Iran gives timeline to resume its uranium development program


While acknowledging it intends to honor the nuclear deal made with the United States, Iran warned that it would only need five days to resume uranium enrichment. It said in that short time, the country could generate enough material to be used for a nuclear weapon.

On Tuesday, Iran’s atomic chief, Ali Akbar Salehi, sent a warning to the United States: “If there is a plan for a reaction and a challenge, we will definitely surprise them,” Salehi said. “If we make the determination, we are able to resume 20 percent-enrichment in at most five days.”

The statement flies in the face of what experts assumed the country was capable. The former administration had ascertained that Iran would need at least 12 months to produce enough nuclear material to build a nuclear weapon if they abandoned the deal.
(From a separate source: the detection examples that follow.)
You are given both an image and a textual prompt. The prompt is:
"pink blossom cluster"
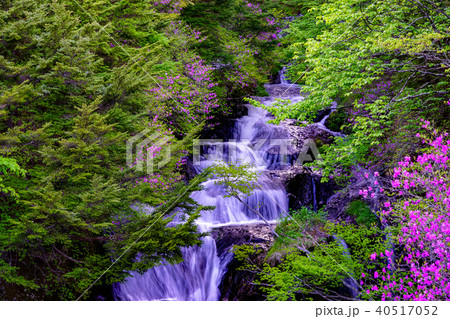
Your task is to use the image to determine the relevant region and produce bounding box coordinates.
[367,126,450,300]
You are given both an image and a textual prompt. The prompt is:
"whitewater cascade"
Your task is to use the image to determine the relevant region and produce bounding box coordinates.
[114,72,302,300]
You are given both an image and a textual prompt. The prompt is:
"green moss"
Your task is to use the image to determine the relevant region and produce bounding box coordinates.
[346,200,378,226]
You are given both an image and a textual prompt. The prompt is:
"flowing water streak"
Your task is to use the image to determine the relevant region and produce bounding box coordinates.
[114,81,302,300]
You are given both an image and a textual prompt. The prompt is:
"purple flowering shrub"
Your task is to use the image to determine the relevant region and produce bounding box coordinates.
[362,124,450,300]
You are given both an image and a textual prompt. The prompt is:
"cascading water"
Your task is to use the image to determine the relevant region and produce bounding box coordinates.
[114,74,302,300]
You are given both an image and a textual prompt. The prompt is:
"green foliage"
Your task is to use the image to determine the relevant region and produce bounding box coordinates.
[210,163,258,199]
[346,200,379,227]
[268,0,450,179]
[0,156,25,197]
[258,223,385,300]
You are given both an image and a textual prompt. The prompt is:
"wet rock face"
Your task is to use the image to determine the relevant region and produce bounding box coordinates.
[211,224,274,300]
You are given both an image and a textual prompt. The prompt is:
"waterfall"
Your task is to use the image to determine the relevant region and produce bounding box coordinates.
[114,73,302,300]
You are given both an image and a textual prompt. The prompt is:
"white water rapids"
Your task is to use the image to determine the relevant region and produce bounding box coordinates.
[114,69,301,300]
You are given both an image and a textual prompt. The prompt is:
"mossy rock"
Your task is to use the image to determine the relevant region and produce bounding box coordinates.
[346,200,379,226]
[325,109,350,134]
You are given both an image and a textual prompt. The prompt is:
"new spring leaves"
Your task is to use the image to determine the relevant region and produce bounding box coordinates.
[126,129,322,174]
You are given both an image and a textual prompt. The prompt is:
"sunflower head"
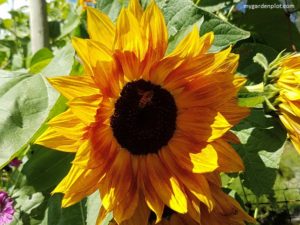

The 2015 agreement was struck between Iran and the United States, Russia, China and three European powers. Iran agreed that it would cut back on its nuclear development efforts in exchange for relief from most sanctions. The deal caps the Islamic Republic uranium enrichment at 5 percent.

According to Fox News:

“While Iran long has maintained its nuclear program is for peaceful purposes, uranium enriched to 20 percent and above can be used in nuclear bombs. Iran processed its stockpile of near 20 percent uranium into a lower enrichment, turned some into fuel plates to power a research reactor and shipped the rest to Russia as part of the deal.”

Salehi’s statement followed comments that Iranian President Hassan Rouhani made, which indicate Iran would be willing to react swiftly to “threats and sanctions” against the country. Iran says new sanctions are a breach of the nuclear deal and promised to pull out of the deal “within hours” if the United States imposed any further sanctions.

“Definitely, we are not interested in such a thing happening,” Salehi said. “We have not achieved the deal easily to let it go easily. We are committed to the deal and we are loyal to it.”

Prior to the accord, experts said “Iran could ‘break out’ toward a bomb in a couple of months,” according to FOX.

During the 2016 presidential campaign, Trump said the Iran nuclear deal was “a disaster” of a deal. In July, after Iran launched a rocket considered capable of putting a satellite into orbit, then aired a ceremony featuring Iranian defense minister Hossein Dehghan bragging about it and its capabilities, the U.S. Treasury responded. It slapped six Iranian firms with sanctions over their participation in developing the missile program.

In August, Trump signed the sanctions bill, which also included terrorism sanctions to Iran’s Revolutionary Guard and enforces an existing arms embargo.

Although the average Iranian is not seeing the economic benefits of the nuclear deal, according to Fox News, billions of dollars’ worth of deals have been struck with Airbus, Boeing, and some car manufacturers, as well as other companies, boosting Iran’s oil sales.

It would, therefore, not be economically prudent for Iran to abandon the nuclear agreement at this time.